Residential school graves research a daunting task
Investigations into cases of students who died or went missing while attending Canada's residential schools are a priority for the Indian Residential Schools Truth and Reconciliation Commission, says the group's new research director.
Trent University history professor John Milloy was appointed last month as director of research for the federal commission, which is charged with creating a historical account of the residential school system, helping people heal and encouraging reconciliation.
The Missing Children Research Project was launched in 2008 with the aim of documenting how many children died, went missing or were buried in unmarked graves at residential schools across the country from the late 1800s through much of the 1900s.
However, work on the project was delayed for a year when infighting at the $60-million truth and reconciliation commission led to the resignation of its three commissioners.
Though the restructured commission has yet to come up with a firm budget for the missing children project, Milloy's appointment in January raises hopes that the project has regained momentum.
Milloy has estimated the group will need to obtain and pore over stacks and stacks of paperwork from 60 archival sites across Canada.
"We're hoping to find all of these graveyards," he said. "We're also hoping to find hard evidence of who's buried in those cemeteries so we can provide that information to families. That's why we're doing it — to serve the interests, the healing and the psychological well-being of families of children who went to the schools."
The research is likely to cost millions of dollars and could take years to complete, according to initial estimates of the project proposed by a working group in 2008.

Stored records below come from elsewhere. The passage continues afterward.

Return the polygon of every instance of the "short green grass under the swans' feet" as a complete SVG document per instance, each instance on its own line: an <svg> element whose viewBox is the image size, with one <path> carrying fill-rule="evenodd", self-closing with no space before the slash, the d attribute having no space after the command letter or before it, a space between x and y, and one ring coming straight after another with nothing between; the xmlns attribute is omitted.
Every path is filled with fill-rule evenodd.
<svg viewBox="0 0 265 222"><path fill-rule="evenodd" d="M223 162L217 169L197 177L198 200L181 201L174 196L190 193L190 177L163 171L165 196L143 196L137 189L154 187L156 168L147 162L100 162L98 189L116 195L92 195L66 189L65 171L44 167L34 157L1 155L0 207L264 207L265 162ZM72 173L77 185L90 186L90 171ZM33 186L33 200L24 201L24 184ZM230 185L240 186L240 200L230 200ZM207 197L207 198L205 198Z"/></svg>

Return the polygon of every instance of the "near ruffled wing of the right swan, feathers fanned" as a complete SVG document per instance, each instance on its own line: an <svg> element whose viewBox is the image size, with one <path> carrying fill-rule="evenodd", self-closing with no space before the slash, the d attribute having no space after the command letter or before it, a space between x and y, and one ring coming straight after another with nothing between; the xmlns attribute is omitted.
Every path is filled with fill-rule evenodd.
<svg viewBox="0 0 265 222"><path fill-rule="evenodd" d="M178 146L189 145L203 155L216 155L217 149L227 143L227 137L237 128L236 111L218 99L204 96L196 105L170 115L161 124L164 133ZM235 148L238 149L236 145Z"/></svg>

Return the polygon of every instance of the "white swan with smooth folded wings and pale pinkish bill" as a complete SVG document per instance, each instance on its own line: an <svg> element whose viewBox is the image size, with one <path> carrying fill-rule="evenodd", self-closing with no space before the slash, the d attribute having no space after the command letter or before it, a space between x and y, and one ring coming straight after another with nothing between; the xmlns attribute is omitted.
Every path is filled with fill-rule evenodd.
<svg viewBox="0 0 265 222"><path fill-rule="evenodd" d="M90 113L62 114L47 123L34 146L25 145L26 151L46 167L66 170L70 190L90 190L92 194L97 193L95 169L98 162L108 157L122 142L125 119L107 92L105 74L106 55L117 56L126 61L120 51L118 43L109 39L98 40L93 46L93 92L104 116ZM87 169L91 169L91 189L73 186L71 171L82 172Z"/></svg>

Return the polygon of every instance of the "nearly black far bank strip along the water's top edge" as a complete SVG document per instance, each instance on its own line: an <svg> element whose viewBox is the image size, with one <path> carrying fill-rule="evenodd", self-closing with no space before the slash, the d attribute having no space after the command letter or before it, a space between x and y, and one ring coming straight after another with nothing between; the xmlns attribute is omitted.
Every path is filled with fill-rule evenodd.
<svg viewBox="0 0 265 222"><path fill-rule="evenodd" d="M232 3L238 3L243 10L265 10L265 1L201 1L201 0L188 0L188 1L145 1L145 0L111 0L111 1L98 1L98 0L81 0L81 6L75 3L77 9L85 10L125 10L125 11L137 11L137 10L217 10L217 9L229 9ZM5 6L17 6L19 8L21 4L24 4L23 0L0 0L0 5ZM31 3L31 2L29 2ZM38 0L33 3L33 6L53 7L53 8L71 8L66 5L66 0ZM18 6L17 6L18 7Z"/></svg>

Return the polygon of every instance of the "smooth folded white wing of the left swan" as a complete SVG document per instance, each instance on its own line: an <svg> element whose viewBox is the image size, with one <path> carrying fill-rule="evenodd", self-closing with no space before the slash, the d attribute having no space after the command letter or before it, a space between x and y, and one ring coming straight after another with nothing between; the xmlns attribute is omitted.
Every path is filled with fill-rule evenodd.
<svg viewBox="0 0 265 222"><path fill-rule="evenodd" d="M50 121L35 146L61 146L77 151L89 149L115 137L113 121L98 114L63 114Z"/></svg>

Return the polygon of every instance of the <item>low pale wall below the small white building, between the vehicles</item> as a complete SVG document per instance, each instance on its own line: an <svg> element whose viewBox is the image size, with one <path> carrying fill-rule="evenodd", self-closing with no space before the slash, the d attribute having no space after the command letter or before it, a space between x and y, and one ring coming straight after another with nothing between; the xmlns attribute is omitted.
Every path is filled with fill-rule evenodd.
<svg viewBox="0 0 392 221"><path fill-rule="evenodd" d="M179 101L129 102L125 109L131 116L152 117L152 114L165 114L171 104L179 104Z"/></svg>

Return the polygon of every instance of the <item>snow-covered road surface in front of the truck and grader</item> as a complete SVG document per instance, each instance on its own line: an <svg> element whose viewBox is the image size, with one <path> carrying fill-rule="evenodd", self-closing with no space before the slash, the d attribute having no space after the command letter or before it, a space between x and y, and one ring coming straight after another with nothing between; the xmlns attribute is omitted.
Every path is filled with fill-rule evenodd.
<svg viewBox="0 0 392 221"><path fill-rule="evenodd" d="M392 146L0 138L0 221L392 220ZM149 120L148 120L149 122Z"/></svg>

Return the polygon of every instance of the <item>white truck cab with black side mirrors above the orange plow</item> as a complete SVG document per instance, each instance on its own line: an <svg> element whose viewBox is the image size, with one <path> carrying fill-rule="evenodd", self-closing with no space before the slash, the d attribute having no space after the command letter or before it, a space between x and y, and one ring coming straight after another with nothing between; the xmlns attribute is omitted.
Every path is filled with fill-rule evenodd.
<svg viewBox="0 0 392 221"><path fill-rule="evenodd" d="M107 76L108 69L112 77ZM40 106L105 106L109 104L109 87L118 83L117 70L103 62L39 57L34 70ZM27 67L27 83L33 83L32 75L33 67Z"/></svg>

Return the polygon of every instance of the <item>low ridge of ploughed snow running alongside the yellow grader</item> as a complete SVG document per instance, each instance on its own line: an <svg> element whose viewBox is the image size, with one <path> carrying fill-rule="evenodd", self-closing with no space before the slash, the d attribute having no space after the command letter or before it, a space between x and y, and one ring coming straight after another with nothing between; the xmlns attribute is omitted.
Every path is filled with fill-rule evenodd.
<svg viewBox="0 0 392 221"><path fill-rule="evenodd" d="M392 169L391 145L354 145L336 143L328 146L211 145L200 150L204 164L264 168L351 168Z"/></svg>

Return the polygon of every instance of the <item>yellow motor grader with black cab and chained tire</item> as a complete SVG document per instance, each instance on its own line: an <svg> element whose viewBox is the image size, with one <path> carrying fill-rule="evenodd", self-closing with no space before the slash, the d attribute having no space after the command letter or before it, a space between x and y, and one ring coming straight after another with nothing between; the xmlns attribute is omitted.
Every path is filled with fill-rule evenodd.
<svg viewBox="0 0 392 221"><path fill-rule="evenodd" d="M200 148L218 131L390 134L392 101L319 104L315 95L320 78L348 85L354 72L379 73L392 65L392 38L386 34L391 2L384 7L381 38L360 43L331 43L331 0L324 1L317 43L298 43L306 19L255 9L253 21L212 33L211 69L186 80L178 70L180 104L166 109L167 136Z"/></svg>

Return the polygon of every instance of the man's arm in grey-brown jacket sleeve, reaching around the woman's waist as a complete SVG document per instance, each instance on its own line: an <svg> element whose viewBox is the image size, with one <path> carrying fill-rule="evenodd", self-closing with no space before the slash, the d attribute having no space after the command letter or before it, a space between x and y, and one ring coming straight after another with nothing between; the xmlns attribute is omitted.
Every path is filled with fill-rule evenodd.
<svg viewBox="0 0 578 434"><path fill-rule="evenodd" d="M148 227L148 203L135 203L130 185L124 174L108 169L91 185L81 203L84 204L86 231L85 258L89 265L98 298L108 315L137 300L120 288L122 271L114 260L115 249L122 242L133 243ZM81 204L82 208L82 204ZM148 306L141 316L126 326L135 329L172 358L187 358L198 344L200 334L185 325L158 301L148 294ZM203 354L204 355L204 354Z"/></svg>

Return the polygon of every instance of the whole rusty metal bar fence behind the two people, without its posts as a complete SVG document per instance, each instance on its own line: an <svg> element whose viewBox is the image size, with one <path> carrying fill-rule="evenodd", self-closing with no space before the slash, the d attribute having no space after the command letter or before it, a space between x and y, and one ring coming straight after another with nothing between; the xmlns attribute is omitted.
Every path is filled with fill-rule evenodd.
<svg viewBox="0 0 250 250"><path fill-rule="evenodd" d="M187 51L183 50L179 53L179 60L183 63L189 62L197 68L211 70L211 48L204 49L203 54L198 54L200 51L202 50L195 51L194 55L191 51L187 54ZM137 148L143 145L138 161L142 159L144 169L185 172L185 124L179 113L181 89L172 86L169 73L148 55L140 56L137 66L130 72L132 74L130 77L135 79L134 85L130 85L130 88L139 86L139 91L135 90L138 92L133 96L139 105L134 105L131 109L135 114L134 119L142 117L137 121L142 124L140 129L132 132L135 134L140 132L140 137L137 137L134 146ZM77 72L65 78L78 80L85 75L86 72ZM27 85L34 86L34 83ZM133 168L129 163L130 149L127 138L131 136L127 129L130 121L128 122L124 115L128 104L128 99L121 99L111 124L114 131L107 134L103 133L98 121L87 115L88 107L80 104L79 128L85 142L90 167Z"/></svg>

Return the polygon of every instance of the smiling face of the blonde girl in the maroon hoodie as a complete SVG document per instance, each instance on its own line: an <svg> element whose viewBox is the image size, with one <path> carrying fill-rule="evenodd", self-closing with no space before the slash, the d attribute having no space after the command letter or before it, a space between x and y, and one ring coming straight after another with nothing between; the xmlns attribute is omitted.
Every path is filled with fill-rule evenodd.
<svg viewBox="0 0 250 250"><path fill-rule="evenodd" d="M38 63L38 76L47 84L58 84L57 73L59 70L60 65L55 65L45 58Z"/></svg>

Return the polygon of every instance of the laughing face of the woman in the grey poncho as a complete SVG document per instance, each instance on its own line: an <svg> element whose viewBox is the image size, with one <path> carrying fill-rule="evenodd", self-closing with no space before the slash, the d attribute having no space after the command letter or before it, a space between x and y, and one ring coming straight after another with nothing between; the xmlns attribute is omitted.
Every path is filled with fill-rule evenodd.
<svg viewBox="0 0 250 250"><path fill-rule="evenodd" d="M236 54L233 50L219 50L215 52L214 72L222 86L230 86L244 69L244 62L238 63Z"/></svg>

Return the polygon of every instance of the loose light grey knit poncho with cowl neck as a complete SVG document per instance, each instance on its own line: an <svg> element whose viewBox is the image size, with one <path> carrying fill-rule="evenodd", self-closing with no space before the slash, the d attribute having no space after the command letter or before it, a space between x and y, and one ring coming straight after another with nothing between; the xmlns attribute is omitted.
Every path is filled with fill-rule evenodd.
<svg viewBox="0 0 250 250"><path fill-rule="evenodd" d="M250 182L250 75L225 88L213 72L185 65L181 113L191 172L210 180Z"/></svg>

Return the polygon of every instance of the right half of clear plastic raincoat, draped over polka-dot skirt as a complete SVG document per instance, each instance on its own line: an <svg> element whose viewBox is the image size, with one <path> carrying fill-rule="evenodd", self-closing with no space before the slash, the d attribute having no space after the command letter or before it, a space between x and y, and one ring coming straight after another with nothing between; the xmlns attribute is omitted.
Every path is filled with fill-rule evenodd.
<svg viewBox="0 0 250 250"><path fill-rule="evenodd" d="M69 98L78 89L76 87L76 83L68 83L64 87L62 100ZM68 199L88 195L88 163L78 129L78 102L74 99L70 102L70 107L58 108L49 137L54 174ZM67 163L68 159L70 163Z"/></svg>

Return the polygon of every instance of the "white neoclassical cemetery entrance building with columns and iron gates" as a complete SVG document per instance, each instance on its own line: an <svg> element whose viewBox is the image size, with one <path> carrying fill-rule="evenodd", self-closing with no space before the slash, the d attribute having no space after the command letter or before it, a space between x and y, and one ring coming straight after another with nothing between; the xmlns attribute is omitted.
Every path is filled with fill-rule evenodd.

A number of churches who were part of the residential schools settlement agreement are aiding in efforts to uncover the whereabouts of children who died or went missing. But the research presents challenges because even those records that were kept are incomplete.
Susan Roy was hired to go through about 20,000 boxes of United Church documents. The church and its predecessor denominations ran 13 of the 140 government-funded church-run schools. She says her research hasn't turned up many references yet to student deaths or burials, in part because of limitations in the records.
"At one of the schools, they were sent to hospitals so they were discharged from school and then passed away at hospital," Roy said. "The record gets lost in terms of the residential school responsibility for that student. It's a puzzle."
About 150,000 aboriginal children attended Canada's 130 residential schools from the late 1800s to 1996, when the last school closed.
The Truth and Reconciliation Commission is not charged with determining innocence or guilt, but with creating a historical account of the residential schools, helping people to heal and encouraging reconciliation.